Tracking user behavior via funnels
In the previous post I explained a bit about my side project. I want to help people avoid surprising expirations of their SSL certificates. While at it, I hope to learn a bit about building a helpful website, and perhaps more.
A quick recap — I created a website that tells you when will the SSL certificate of your server expire. I also present the user with a bunch of relevant hostnames for casual browsing within the website, checking on other hostnames that may be of interest. No ads, no subscriptions, no sign-in, no emails. Just one thing — tell me what hostname you are after, I’ll tell you when its SSL certificate is going to expire. Simple!
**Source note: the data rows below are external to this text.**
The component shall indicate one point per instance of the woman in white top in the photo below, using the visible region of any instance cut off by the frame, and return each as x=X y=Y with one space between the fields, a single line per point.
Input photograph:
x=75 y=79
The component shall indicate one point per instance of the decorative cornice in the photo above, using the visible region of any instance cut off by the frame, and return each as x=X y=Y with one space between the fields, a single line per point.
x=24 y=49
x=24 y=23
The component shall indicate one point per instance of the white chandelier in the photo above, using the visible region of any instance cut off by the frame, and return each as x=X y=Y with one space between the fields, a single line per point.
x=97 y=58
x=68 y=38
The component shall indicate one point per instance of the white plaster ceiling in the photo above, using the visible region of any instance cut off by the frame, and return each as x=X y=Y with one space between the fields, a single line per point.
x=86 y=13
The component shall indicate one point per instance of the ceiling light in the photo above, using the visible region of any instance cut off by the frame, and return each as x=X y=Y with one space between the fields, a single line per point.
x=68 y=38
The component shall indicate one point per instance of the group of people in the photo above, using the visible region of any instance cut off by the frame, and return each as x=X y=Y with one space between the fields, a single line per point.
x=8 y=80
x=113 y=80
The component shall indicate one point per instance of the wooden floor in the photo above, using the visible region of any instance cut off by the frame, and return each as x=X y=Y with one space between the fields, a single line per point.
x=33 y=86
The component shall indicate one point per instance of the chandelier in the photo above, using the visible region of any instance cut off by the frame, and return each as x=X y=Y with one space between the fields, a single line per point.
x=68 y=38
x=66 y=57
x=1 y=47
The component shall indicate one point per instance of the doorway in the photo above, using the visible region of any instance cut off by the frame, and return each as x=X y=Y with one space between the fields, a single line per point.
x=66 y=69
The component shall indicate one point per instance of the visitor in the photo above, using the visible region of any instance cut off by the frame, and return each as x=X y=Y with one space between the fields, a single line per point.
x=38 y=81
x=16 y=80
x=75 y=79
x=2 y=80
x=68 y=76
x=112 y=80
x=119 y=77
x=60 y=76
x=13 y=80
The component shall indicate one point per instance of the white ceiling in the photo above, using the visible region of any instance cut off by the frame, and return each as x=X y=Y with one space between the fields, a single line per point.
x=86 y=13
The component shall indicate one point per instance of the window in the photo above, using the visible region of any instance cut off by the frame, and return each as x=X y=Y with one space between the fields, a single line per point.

Just a bit more ‘building’…
I started with SSL certificate expiration in mind, but there’s another problem I’ve seen (not experienced first-hand) where domain registrations expire without being renewed, causing their owners unnecessary headache. So I thought about stretching my non-existent brand, and chose to go after ‘keep you from facepalm-inducing expirations of things you knew would expire’ rather than just ‘SSL certificate expiration monitor’. A few hours of work, and my site now provides domain expiration information alongside the SSL certificate details.
A few more technical bits to complete, just because I have my habits:
- Logging. I’m using Papertrail as a Heroku addon, and dump a single line of log for every request served by my app. Making note of the User-Agent string, the URL that was requested, and some data on the response being sent — all goes in the log. This is a very blunt way to see what the app is handling, but I fully control the detail resolution, noticing whatever errors occur and so on.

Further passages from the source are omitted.